Design and Setting.— Randomized trial of 527 consecutive manuscripts submitted to BMJ, which were randomized and each sent to 2 peer reviewers.

Interventions.— Manuscripts were randomized as to whether the reviewers were unmasked, masked, or uninformed that a study was taking place. Two reviewers for each manuscript were randomized to receive either a blinded or an unblinded version.

Main Outcome Measures.— Mean total quality score, time taken to carry out the review, and recommendation regarding publication.

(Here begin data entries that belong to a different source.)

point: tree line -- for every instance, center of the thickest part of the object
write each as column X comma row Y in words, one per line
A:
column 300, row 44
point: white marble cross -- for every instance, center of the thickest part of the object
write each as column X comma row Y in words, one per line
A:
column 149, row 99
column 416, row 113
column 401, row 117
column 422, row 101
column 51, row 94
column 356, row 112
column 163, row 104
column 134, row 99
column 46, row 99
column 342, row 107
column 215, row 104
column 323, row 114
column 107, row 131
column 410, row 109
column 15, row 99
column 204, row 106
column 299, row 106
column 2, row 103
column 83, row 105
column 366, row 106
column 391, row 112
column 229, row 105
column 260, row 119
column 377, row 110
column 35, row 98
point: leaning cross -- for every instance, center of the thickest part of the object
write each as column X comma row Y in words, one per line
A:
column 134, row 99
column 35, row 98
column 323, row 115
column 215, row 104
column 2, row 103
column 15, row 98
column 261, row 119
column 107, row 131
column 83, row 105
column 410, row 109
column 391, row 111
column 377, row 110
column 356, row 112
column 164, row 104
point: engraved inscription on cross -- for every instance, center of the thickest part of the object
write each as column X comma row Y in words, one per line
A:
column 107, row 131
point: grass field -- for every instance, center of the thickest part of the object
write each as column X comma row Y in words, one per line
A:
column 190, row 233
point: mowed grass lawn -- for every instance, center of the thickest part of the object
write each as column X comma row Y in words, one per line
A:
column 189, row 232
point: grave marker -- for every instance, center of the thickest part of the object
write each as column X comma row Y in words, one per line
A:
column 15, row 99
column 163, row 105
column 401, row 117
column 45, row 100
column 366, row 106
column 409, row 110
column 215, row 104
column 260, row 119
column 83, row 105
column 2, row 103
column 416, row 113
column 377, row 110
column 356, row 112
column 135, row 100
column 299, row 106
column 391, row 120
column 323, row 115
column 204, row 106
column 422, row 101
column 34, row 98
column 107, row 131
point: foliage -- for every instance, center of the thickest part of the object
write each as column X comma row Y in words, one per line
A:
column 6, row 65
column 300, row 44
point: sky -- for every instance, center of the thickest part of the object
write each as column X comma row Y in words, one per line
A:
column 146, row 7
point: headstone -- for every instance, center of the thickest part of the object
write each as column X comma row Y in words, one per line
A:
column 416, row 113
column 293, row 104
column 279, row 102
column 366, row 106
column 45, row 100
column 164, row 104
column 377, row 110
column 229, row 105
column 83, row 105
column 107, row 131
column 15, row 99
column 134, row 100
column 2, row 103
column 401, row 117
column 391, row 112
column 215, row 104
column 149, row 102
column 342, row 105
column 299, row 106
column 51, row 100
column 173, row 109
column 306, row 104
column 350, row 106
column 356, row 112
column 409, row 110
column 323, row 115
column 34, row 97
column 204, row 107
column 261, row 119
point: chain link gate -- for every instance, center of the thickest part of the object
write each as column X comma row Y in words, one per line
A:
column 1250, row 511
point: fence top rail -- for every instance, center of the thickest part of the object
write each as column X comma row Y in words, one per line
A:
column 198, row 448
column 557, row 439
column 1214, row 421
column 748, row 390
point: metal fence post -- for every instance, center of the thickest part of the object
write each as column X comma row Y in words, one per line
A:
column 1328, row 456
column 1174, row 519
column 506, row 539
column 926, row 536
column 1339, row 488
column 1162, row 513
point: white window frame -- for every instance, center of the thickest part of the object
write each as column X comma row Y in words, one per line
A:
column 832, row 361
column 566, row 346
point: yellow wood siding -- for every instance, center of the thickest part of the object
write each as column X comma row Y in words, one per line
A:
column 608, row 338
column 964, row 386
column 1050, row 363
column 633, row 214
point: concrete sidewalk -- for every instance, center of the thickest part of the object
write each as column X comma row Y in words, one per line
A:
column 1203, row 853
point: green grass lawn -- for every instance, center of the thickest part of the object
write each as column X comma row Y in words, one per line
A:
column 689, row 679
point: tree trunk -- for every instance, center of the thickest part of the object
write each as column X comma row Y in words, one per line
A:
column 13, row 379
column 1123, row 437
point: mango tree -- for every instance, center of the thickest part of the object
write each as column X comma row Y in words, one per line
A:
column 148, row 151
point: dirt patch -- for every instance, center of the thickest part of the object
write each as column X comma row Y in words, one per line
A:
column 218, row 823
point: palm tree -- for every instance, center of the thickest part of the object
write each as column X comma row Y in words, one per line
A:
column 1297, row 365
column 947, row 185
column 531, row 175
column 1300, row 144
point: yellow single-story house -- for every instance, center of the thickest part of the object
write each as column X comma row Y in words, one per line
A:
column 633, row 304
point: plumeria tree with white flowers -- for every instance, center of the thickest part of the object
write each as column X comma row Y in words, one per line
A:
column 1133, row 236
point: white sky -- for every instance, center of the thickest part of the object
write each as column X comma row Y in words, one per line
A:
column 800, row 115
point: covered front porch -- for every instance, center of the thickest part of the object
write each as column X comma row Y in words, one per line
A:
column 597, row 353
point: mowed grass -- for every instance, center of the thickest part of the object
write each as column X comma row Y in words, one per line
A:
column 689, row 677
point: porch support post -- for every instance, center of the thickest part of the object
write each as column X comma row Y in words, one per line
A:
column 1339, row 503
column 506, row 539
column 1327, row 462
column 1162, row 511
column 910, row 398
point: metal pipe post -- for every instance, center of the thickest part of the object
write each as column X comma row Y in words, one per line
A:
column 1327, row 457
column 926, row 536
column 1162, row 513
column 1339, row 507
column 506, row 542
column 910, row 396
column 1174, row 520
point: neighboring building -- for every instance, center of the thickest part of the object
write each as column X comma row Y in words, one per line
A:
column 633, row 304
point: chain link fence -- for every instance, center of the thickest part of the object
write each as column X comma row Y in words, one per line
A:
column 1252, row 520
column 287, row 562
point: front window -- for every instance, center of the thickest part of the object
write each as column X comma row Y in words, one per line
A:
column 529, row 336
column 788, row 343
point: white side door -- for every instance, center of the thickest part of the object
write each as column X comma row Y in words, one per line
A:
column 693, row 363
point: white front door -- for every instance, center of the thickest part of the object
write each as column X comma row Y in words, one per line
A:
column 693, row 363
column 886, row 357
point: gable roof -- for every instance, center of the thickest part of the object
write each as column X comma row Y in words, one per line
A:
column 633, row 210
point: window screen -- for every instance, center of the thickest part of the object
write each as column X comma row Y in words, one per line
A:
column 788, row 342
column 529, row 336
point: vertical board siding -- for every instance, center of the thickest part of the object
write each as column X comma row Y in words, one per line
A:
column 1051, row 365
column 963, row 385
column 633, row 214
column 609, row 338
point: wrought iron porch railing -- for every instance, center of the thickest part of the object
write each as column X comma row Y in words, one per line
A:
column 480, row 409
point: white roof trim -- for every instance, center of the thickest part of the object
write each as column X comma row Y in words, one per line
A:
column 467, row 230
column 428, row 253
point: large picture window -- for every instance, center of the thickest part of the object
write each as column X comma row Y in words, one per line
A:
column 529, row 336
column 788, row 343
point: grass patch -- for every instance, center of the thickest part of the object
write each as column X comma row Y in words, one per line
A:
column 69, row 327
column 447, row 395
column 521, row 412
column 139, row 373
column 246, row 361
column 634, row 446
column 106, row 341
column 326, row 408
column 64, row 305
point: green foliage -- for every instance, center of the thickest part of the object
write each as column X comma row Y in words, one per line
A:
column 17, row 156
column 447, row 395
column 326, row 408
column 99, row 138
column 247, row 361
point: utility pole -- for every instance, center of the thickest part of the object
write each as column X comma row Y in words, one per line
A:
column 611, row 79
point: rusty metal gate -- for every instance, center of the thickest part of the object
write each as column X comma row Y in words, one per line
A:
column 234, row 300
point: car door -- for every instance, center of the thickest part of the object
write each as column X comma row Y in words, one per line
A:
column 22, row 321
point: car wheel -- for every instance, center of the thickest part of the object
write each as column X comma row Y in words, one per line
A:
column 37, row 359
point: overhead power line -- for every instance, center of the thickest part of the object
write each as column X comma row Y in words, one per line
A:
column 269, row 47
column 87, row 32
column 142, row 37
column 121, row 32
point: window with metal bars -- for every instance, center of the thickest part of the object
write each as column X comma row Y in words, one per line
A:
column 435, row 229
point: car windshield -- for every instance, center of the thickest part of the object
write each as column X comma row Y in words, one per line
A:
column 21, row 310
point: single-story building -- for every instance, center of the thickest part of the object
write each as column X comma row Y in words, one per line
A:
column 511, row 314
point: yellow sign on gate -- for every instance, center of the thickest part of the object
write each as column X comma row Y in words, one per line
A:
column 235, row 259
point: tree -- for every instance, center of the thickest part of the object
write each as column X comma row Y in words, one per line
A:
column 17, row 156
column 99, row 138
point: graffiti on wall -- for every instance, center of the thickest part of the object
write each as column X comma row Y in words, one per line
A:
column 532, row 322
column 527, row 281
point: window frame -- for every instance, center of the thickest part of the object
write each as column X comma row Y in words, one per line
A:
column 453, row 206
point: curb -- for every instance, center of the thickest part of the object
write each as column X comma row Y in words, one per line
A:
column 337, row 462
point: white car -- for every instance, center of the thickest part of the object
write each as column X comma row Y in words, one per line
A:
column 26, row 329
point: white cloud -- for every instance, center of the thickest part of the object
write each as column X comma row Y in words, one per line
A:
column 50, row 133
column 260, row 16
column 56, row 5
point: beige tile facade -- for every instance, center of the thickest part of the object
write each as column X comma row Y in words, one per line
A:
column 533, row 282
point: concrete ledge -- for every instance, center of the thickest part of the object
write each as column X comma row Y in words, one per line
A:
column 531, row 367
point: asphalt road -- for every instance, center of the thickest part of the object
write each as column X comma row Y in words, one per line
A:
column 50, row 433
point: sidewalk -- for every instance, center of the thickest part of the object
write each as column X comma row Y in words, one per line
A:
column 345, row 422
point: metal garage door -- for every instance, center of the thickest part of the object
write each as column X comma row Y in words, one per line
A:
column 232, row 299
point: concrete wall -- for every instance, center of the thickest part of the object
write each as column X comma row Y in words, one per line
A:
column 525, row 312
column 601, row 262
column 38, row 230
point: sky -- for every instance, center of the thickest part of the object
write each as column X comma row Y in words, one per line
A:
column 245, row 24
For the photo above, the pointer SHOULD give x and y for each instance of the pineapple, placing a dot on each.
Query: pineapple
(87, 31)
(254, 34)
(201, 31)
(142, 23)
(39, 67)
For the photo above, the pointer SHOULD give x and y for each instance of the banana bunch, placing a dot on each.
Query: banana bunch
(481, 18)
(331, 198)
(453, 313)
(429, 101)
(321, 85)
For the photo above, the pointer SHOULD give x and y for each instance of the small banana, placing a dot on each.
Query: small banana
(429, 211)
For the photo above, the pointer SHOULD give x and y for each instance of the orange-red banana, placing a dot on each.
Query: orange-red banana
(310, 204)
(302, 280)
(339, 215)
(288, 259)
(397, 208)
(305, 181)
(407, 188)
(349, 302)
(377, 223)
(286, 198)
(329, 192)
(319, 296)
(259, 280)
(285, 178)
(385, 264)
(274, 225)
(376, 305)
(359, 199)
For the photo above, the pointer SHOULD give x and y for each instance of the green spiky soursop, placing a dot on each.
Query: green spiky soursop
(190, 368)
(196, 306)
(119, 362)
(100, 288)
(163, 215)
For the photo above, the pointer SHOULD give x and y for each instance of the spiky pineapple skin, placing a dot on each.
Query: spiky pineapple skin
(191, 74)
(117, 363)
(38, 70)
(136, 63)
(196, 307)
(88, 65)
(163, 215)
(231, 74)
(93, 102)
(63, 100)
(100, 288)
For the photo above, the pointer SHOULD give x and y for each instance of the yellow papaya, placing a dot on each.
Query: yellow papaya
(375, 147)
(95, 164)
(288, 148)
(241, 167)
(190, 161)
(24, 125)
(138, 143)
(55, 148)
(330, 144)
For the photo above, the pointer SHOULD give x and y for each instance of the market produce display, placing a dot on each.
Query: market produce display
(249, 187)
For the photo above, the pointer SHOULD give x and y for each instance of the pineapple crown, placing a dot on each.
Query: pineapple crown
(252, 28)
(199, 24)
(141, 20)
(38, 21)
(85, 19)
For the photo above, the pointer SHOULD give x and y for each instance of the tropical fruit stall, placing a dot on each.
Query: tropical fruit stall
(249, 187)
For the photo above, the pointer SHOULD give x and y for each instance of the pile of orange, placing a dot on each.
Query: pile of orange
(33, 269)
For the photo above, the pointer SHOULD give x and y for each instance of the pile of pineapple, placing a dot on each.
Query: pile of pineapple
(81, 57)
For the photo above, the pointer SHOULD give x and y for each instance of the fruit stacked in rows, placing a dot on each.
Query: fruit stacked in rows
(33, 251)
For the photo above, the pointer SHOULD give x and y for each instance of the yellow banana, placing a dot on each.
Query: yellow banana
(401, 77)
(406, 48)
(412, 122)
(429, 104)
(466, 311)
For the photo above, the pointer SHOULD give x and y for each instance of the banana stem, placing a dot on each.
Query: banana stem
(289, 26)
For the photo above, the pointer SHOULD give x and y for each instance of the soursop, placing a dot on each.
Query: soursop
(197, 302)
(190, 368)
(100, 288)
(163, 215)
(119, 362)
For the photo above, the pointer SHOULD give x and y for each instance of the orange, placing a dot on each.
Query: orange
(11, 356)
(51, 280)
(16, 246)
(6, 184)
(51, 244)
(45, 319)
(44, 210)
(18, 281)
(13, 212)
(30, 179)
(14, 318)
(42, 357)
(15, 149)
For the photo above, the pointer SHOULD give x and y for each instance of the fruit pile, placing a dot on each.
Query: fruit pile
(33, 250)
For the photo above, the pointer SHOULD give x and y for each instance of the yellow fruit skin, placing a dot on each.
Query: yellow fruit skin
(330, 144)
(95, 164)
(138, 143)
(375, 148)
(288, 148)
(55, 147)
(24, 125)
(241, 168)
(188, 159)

Results.— Of the 527 manuscripts entered into the study, 467 (89%) were successfully randomized and followed up. The mean total quality score was 2.87. There was little or no difference in review quality between the masked and unmasked groups (scores of 2.82 and 2.96, respectively) and between the blinded and unblinded groups (scores of 2.87 and 2.90, respectively). There was no apparent Hawthorne effect. There was also no significant difference between groups in the recommendations regarding publication or time taken to review.

Conclusions.— Blinding and unmasking made no editorially significant difference to review quality, reviewers' recommendations, or time taken to review. Other considerations should guide decisions as to the form of peer review adopted by a journal, and improvements in the quality of peer review should be sought via other means.

PEER REVIEW has a key role in determining which original research is published and thus becomes part of the accepted body of scientific knowledge. Despite its central role, little research has been conducted into the relative benefits or effectiveness of different approaches to peer review.1,2 We decided to examine 2 questions: what are the effects of blinding reviewers to the identity of the authors of a manuscript and of unmasking (revealing the identity of) reviewers to their coreviewers?

There are several reasons for believing that blinding may be beneficial. First, blinded reviewers may provide less biased reviews.3 Second, some editors believe blinding improves the quality of reviews,1,4-9 a belief supported by one small randomized controlled trial.10 Finally, articles that appear in journals that use blinded review are more likely to be cited than those published in journals that use nonblinded review.11 Unmasking the identity of reviewers to one another has not previously been studied, although many journals already carry out the practice and believe it to result in higher-quality reviewing.

By means of a randomized trial, we set out to evaluate the effects of blinding (concealing the identity of authors from a reviewer), unmasking (revealing the identity of a reviewer to a coreviewer), and a combination of the 2 on the quality of reviews. The study also sought to establish the feasibility of successful blinding.

Method

Consecutive manuscripts in the categories of research articles, short reports, and research articles from general practice (also known as family medicine or primary care) received by BMJ and sent by editors for peer review between January and June 1997 were eligible for inclusion. Manuscripts were randomized (stratified by the 3 above-mentioned categories) into 1 of 3 groups: 2 intervention groups (masked and unmasked) and an uninformed group (Figure 1). The randomization process was undertaken by a researcher who was independent from the editorial decision-making process using a computerized minimization program with a random component. Each manuscript was sent to 2 paid clinical reviewers selected by whoever of the 11 editors was responsible for the particular manuscript. In both the masked and unmasked groups the reports of pairs of reviewers were exchanged. Reviewers in the unmasked group were asked to consent to their identity being revealed to their coreviewer. Ethical approval was granted by a university ethics committee.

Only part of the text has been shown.